David Howard is an active screenwriter, "script doctor," and script consultant, both in Hollywood and in Europe. He is also the founding director of the Graduate Screenwriting Program at the University of Southern California's School of Cinema-Television. In addition to his teaching duties at USC, he frequently lectures and teaches, often in conjunction with Frank Daniel, throughout Europe as well as around the United States. He lives in Santa Monica, California, with his wife, the painter Victoria McClay.


Edward Mabley, besides being the author of Dramatic Construction, wrote, among other works, the playGlad Tidings and the text of the grand opera The Plough and the Stars (after the play by Sean O'Casey). He wrote radio and television plays, directed in television, and taught at the New School for Social Research in New York. He died in 1984.

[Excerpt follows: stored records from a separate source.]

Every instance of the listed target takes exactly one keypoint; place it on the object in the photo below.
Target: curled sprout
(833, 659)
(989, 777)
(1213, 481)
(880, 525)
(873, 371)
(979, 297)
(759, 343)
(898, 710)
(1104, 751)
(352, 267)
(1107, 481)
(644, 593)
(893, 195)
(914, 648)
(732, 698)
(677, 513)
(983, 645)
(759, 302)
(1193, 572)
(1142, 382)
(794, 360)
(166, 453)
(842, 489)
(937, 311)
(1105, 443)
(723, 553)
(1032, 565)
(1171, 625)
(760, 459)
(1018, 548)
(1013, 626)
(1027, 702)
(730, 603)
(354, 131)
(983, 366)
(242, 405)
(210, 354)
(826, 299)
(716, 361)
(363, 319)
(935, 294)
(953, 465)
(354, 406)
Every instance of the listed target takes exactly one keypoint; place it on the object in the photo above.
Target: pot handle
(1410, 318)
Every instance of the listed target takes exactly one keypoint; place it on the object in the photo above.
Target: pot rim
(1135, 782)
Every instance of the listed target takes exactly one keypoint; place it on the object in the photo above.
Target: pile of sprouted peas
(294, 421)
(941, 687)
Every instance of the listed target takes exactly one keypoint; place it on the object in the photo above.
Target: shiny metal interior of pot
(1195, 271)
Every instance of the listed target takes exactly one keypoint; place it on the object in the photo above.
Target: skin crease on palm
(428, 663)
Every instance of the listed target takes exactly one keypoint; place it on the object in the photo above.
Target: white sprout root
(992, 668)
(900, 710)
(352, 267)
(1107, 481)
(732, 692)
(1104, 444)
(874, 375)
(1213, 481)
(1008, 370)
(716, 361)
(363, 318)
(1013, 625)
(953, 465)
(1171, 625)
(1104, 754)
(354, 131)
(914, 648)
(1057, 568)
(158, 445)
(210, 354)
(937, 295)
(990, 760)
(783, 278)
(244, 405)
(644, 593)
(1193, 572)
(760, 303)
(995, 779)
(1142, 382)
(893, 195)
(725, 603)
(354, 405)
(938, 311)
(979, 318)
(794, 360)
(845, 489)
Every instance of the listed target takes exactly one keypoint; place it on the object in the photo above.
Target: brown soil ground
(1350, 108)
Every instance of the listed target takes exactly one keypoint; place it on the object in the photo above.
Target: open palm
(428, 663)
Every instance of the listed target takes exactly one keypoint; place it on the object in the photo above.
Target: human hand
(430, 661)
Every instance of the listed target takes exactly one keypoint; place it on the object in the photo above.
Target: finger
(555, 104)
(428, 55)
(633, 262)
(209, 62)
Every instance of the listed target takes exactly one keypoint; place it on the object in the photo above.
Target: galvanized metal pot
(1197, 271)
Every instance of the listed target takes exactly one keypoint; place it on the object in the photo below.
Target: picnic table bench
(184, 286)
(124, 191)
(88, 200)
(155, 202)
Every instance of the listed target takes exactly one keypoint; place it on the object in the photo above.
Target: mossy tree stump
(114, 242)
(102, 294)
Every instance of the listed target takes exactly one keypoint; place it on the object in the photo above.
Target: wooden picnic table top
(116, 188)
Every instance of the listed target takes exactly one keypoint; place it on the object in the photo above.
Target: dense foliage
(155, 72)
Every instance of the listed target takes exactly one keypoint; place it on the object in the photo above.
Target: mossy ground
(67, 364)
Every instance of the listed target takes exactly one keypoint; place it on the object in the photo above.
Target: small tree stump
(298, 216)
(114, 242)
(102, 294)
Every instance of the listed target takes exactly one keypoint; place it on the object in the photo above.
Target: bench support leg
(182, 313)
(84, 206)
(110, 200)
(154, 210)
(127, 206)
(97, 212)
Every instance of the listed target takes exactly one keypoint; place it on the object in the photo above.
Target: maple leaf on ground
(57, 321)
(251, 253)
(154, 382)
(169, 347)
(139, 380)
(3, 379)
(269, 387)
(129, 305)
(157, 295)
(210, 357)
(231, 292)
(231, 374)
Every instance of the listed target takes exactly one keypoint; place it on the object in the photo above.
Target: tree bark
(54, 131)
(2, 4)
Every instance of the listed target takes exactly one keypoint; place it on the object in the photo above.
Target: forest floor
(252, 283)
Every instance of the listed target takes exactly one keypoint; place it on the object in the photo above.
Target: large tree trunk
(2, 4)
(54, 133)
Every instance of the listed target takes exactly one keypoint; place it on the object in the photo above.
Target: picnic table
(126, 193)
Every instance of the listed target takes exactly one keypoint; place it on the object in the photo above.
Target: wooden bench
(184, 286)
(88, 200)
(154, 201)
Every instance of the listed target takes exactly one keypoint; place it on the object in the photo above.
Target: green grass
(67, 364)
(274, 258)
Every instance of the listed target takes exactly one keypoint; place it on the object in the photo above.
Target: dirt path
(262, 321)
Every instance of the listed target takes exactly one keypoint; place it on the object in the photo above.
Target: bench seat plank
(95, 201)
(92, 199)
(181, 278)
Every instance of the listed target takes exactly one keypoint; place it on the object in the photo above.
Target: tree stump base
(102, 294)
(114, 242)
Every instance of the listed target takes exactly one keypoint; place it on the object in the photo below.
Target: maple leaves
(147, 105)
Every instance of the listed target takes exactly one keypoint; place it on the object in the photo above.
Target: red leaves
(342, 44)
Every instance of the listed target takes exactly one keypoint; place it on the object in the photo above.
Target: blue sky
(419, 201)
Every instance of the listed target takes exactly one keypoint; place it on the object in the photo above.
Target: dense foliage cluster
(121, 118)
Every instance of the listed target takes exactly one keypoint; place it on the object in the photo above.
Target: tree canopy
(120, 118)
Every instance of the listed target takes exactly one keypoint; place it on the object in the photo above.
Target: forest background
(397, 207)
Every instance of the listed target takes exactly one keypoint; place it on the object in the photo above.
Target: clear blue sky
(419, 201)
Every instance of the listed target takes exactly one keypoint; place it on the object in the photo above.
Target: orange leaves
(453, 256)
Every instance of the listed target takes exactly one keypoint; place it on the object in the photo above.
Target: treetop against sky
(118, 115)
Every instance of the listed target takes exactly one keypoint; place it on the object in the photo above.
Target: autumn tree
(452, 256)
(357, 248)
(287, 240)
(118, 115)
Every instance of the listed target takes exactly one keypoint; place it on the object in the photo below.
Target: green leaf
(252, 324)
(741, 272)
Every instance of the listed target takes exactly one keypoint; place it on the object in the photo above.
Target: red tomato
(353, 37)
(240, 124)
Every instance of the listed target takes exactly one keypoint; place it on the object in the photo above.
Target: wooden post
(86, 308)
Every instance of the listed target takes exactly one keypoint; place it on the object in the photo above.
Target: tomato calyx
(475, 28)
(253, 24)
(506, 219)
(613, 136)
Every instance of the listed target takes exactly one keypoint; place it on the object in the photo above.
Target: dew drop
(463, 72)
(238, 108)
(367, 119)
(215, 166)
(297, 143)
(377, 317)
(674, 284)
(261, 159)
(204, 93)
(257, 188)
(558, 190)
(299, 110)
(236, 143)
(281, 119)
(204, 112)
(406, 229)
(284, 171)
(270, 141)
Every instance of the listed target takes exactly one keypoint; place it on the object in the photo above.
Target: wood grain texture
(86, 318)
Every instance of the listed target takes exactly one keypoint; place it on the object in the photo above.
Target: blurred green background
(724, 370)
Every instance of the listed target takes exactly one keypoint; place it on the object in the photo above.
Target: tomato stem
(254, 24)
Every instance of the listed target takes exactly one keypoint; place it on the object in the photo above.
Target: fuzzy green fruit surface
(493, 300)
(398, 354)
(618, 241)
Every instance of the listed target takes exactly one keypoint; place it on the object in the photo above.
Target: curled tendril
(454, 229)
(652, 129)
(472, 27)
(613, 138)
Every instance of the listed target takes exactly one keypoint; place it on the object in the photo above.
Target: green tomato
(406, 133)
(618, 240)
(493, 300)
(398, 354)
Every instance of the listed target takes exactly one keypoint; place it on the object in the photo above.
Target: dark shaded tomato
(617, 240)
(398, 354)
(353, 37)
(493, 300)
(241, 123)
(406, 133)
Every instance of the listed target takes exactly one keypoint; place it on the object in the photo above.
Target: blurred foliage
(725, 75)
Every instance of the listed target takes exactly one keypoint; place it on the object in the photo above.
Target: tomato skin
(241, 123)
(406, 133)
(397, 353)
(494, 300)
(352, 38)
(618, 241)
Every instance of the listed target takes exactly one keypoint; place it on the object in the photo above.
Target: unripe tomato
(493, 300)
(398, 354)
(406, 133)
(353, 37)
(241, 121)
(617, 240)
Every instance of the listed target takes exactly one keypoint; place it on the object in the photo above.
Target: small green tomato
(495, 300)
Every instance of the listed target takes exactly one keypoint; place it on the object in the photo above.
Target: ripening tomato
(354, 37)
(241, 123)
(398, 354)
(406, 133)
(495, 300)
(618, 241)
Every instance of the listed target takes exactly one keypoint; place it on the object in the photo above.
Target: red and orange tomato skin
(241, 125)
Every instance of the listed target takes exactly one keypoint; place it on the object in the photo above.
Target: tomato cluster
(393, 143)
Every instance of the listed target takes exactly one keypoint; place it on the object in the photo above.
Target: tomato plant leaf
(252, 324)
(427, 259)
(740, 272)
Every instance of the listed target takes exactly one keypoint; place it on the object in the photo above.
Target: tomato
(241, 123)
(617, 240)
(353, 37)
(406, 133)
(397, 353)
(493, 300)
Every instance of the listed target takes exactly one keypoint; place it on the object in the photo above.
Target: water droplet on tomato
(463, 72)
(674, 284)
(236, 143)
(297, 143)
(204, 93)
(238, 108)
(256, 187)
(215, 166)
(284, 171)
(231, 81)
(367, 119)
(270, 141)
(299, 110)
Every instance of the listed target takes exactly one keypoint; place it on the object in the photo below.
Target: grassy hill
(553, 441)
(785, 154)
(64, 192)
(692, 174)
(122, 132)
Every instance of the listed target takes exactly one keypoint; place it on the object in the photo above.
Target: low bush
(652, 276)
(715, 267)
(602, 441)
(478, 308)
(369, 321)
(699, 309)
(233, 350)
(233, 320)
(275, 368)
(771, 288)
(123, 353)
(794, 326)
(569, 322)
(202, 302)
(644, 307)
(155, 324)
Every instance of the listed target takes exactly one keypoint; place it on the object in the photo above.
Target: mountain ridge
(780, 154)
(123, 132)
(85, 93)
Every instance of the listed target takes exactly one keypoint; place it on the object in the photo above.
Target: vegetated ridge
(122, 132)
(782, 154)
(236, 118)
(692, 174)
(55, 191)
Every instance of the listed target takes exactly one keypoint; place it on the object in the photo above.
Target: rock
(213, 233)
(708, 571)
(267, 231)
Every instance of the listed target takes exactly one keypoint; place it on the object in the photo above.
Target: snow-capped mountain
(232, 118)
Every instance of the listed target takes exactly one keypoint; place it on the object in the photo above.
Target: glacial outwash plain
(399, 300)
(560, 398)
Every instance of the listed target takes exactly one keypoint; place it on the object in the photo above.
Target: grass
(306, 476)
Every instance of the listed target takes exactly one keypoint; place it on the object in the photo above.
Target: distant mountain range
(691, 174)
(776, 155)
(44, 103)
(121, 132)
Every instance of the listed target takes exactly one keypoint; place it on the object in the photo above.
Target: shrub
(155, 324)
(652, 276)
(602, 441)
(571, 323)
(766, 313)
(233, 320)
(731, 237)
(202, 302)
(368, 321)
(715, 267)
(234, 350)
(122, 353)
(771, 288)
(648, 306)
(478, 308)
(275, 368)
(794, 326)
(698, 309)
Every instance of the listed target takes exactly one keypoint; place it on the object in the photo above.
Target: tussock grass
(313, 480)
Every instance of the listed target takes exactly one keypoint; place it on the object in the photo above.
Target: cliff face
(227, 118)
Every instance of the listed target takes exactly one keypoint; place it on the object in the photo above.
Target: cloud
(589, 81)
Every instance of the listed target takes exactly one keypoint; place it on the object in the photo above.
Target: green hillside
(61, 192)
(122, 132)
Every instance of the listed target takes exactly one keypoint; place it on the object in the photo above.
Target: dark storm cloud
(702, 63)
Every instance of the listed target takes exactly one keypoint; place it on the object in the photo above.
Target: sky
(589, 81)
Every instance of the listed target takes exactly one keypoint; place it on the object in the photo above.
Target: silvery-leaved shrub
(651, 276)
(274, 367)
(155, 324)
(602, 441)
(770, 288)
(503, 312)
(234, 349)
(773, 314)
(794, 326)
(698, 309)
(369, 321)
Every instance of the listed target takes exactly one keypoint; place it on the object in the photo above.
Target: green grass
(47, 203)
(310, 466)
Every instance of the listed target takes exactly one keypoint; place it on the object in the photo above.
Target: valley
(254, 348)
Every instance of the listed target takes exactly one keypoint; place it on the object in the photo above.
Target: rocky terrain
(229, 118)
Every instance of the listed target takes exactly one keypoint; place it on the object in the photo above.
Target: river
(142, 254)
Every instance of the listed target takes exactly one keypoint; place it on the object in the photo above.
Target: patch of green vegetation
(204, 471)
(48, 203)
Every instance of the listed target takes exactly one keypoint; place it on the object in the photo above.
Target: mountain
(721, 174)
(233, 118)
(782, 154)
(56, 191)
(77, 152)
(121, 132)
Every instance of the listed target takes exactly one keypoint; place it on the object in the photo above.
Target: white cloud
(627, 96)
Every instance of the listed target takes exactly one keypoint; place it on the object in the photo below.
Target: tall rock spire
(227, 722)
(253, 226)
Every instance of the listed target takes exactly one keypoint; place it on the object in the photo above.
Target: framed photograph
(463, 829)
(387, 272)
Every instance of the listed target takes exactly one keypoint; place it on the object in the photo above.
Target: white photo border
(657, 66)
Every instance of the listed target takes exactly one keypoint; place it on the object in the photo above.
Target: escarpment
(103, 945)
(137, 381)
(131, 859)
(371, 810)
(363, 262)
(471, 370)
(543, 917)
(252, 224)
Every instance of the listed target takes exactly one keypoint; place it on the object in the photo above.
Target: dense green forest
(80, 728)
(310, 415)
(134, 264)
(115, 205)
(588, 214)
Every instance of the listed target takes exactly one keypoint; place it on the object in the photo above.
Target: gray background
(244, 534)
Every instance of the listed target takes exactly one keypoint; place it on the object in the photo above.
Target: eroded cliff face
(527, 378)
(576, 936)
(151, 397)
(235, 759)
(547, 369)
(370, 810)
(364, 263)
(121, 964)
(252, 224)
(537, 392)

Frank Daniel has been head of many of the world's most renowned film schools. He was Dean of FAMU, the Czech film school, during the 1960s "Prague Spring." He was the first dean of the Center for Advanced Film Studies at the American Film Institute, then he became co-chairman of Columbia University's Film Division with his former student, Milos Forman. He went on to become the first dean of the newly expanded School of Cinema-Television at the University of Southern California. He was also the first artistic director of the Sundance Institute, and artistic director of the Flemish European Media Institute in Brussels. He is currently a professor in the Graduate Screenwriting Program, at USC and continues with his own extensive screenwriting schedule as well as teaching regularly in Europe.